Fifteen years ago, I broke up with my very nice boyfriend and plunged headlong into a dark depression. I loved Marc but had known from the beginning that he wasn’t the man for me.
I still believe that breaking up was the right move, but I chose a bad time to do it. I was between jobs and felt adrift. I was applying for a more permanent immigration visa (I’m from Canada – and, yes, Canadians need visas too) and it was a stressful and expensive process that made me question my legitimacy. I was on shaky ground emotionally and financially. Marc tried to persuade me to get married to stabilize my citizenship, but I didn’t want to.
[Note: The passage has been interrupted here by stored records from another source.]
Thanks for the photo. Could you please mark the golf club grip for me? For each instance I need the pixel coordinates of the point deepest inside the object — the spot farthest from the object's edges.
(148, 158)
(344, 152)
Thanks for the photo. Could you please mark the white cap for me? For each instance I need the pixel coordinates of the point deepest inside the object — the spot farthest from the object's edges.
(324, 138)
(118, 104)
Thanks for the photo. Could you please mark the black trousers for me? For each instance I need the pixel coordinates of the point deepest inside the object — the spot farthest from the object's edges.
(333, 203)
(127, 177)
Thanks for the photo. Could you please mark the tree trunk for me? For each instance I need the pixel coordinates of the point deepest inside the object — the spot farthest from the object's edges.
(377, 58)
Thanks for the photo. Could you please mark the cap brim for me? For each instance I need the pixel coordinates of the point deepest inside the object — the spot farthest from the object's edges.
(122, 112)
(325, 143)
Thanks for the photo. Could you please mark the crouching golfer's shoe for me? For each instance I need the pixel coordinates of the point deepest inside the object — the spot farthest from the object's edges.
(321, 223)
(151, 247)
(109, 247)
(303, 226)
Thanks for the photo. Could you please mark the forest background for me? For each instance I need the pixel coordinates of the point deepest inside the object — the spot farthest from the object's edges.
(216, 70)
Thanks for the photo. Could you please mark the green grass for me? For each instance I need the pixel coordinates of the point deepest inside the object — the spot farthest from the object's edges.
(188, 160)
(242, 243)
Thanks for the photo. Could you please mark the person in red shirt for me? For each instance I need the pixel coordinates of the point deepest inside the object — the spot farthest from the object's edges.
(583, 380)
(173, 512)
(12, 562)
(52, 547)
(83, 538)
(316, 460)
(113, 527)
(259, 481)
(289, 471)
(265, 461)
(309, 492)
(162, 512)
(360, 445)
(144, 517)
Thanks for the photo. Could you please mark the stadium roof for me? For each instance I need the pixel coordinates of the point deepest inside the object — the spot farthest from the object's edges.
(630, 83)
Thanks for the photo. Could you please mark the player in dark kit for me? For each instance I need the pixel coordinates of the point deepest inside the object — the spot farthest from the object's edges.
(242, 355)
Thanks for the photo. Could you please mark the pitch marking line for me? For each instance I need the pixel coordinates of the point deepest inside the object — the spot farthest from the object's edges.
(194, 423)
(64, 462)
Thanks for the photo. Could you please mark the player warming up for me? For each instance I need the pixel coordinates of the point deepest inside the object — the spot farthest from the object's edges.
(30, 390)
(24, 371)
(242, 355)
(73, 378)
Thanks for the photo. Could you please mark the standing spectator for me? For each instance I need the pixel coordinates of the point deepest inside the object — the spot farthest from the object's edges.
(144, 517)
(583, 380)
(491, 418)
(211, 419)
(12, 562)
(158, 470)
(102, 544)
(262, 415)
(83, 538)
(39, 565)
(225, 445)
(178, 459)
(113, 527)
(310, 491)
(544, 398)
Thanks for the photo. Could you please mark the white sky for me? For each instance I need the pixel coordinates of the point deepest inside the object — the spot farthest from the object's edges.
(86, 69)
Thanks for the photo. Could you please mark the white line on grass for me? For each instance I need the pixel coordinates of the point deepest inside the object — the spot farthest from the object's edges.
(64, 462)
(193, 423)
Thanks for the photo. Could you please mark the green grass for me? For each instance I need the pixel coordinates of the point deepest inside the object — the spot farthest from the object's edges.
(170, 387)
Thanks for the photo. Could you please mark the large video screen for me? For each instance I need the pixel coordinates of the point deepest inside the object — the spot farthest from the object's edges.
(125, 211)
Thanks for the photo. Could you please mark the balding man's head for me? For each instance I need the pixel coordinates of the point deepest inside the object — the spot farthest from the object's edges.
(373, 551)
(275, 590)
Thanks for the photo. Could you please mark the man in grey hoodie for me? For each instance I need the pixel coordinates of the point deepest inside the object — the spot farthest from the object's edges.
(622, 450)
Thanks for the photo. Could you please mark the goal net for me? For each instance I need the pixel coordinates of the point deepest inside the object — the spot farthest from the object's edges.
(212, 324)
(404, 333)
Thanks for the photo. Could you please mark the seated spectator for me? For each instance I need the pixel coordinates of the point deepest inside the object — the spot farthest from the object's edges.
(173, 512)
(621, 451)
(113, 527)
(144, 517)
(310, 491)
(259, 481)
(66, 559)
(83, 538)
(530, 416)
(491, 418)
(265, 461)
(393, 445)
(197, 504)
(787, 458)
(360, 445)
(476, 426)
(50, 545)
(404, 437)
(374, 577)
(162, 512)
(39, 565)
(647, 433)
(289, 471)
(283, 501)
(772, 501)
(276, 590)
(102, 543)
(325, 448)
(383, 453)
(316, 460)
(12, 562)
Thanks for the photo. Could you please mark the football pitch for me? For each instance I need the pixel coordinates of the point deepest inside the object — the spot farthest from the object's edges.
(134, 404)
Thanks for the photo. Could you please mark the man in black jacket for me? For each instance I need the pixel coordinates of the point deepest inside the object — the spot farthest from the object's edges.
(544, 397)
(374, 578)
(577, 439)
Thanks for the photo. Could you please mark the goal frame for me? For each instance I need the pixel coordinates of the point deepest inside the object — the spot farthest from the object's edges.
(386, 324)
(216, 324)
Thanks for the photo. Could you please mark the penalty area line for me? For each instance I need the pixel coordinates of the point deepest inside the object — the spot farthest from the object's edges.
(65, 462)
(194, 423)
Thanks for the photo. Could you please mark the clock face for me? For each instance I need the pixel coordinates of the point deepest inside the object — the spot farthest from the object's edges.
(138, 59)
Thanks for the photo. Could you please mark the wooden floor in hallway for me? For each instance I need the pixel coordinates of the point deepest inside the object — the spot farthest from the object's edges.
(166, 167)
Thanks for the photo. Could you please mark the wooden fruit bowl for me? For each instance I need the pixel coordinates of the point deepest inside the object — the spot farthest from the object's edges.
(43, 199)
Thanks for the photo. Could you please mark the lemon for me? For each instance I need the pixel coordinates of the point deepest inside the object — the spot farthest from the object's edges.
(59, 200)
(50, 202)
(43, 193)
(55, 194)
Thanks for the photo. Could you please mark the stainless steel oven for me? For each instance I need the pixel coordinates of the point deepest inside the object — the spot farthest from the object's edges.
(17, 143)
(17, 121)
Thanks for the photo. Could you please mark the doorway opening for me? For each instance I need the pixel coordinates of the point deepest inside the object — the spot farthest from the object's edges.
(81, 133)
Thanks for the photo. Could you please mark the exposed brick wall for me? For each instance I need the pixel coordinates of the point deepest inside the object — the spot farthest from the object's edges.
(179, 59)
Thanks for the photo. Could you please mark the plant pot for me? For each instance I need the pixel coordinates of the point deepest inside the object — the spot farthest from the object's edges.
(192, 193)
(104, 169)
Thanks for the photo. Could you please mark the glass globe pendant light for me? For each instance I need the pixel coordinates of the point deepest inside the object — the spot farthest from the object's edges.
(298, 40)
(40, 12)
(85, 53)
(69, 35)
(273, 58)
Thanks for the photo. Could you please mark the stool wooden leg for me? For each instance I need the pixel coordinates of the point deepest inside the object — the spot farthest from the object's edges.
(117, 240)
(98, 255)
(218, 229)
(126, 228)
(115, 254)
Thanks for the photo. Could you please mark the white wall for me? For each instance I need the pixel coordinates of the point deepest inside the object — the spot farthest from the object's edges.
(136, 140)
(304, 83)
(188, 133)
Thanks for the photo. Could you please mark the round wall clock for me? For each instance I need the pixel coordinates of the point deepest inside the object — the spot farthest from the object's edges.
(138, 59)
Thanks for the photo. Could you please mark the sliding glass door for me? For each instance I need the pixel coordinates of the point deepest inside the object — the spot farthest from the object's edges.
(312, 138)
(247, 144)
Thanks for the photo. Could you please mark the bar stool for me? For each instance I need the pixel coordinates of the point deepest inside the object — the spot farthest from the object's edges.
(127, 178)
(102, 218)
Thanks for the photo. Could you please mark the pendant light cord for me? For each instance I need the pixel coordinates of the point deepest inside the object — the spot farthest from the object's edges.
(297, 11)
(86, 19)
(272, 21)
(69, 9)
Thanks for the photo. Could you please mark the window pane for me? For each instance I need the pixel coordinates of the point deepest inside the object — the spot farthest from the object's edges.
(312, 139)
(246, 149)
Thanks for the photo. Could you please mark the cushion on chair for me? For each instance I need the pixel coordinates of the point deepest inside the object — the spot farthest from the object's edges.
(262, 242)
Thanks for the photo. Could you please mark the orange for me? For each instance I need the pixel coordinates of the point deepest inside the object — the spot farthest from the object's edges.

That’s how clear I was that the relationship needed to end.
I just didn’t realize that by breaking up with him at this unsure moment in my life I was essentially cutting the guy wires of my mental health.
It was a terrifying time, and even today I’m very glad that I came through it alive. I’m often amazed that I feel a basic sense of contentment about my life now. It could easily have been otherwise.
All of this came rushing back to me last Saturday. In the wake of Anthony Bourdain’s death the day before, my Facebook feed was flooded with stories from friends and acquaintances expressing their struggles with depression and very close calls with suicide. I had no idea there were so many people like me all around. It felt like the beginnings of a #metoo moment for those of us who have spent time in this frightening landscape. After reading so many stories of people struggling to feel acceptable and worthy, what had seemed like an outlier experience started to seem more ordinary than remarkable. So many of us have #beenthere.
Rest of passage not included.